By passing a noncompliant map, one that includes only one majority-Black district, the Republican-controlled Legislature blatantly ignored that ruling. Despite the plaintiffs providing a plan to the Legislature that complies with the VRA and includes two majority-Black districts, Alabama Republicans advanced their own plans that contain only one.

This new map has a 39.93% Black voting-age population in the state’s 2nd Congressional District and 50.65% in the 7th Congressional District. The map clearly lacks a second district that would allow Black voters to have the opportunity to elect the candidate of their choice, plainly violating the district court’s 2022 order, which stated that “any remedial plan will need to include two districts in which Black voters either comprise a voting-age majority or something quite close to it.”

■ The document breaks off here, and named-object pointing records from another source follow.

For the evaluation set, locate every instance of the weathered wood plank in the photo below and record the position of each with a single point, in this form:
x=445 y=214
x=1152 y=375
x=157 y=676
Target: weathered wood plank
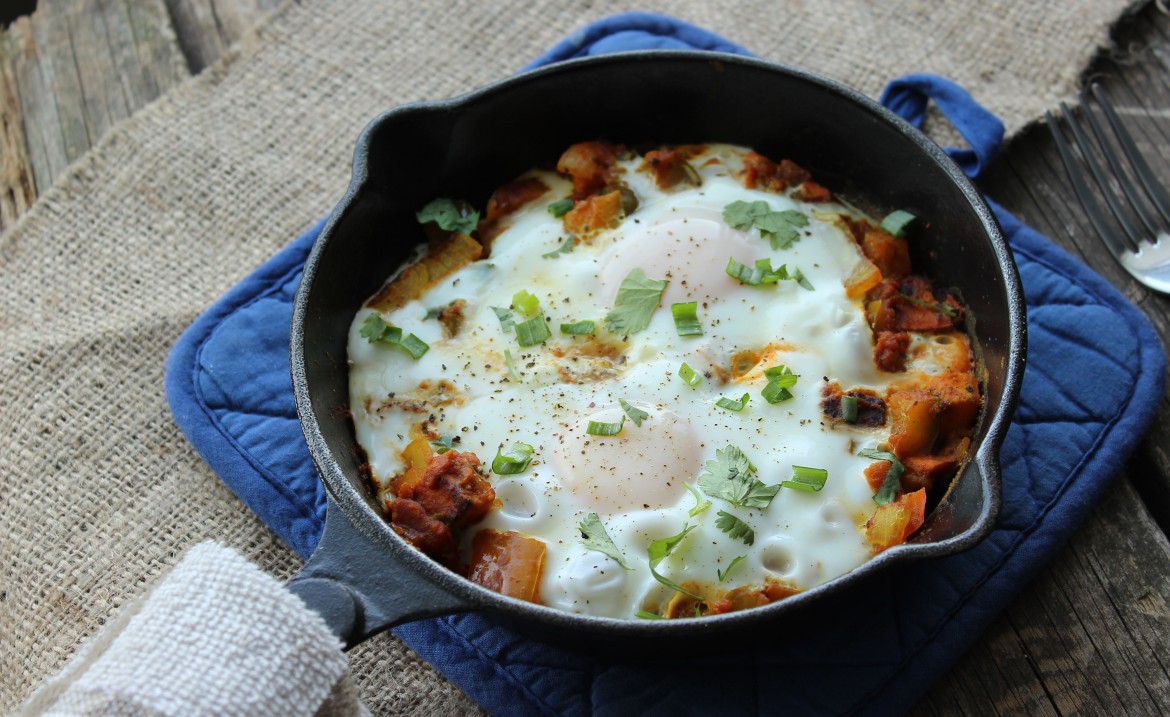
x=16 y=188
x=1087 y=638
x=208 y=27
x=76 y=68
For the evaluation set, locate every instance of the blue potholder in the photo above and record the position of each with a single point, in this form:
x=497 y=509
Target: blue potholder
x=229 y=390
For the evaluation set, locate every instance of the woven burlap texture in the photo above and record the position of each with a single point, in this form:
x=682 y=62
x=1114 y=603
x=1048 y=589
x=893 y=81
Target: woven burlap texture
x=101 y=491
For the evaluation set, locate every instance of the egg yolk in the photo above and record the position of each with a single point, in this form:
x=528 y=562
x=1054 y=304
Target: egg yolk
x=640 y=468
x=689 y=250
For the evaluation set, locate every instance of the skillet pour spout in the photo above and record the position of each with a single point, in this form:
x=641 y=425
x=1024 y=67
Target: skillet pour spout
x=363 y=577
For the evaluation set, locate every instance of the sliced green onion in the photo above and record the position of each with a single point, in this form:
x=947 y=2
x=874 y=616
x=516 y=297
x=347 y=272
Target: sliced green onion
x=511 y=365
x=686 y=318
x=561 y=207
x=888 y=490
x=773 y=393
x=689 y=376
x=779 y=379
x=733 y=405
x=723 y=573
x=659 y=550
x=511 y=461
x=806 y=478
x=850 y=408
x=444 y=443
x=564 y=248
x=896 y=222
x=578 y=329
x=525 y=303
x=635 y=414
x=754 y=276
x=532 y=331
x=506 y=318
x=376 y=330
x=603 y=428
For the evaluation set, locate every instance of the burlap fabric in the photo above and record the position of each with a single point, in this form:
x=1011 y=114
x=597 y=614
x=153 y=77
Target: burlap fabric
x=101 y=491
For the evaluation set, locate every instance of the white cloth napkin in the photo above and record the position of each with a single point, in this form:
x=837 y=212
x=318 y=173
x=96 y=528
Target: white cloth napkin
x=215 y=636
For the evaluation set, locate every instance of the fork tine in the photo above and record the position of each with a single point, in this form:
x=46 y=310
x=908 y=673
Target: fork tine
x=1155 y=191
x=1082 y=143
x=1092 y=208
x=1128 y=190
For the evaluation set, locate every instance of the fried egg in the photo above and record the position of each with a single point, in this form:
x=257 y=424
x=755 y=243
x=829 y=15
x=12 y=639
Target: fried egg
x=480 y=391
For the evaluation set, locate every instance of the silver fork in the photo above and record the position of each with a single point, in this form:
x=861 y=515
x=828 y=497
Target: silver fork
x=1143 y=246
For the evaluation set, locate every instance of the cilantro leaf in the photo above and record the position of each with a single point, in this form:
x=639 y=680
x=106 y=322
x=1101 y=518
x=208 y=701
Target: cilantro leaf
x=742 y=214
x=447 y=214
x=593 y=537
x=735 y=528
x=731 y=477
x=778 y=227
x=638 y=297
x=700 y=503
x=723 y=573
x=444 y=443
x=659 y=550
x=561 y=207
x=888 y=490
x=635 y=414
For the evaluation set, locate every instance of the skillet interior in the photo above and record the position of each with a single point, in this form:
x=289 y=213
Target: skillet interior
x=467 y=146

This current fight between lawmakers and their constituents has reminded people of the fight for desegregation in Alabama. Former U.S. Attorney General Eric Holder (D), who leads the plaintiffs in Allen, responded to the map’s enactment: “[T]heir goal was a map that prioritized their state partisan needs and national political objectives. The result is a shameful display that would have made George Wallace—another Alabama governor who defied the courts—proud.” The same Wallace who declared, “segregation now, segregation tomorrow, segregation forever,” some 60 years ago.

“The Alabama Legislature believes it is above the law. What we are dealing with is a group of lawmakers who are blatantly disregarding not just the Voting Rights Act, but a decision from the U.S. Supreme Court and a court order from the three-judge district court.”

Alabama was one of the states covered under the Voting Rights Act’s preclearance requirement, an enforcement mechanism that prevented discrimination against Black voters. In 2013, in the Shelby County v. Holder opinion that ended preclearance, Chief Justice John Roberts justified the opinion by writing, “our country has changed.”  

Once again, however, Black people in Alabama are wrestling for fair access and representation from their lawmakers. 

As state Rep. Prince Chestnut (D-Selma), explained after one of the map votes last month, “Once again, the state supermajority decided that the voting rights of Black people are nothing that this state is bound to respect, and it’s offensive, it’s wrong.” The defiance along party-lines, he added, “shows Alabama still has the same recalcitrant and obstreperous mind-set that it had 100 years ago.”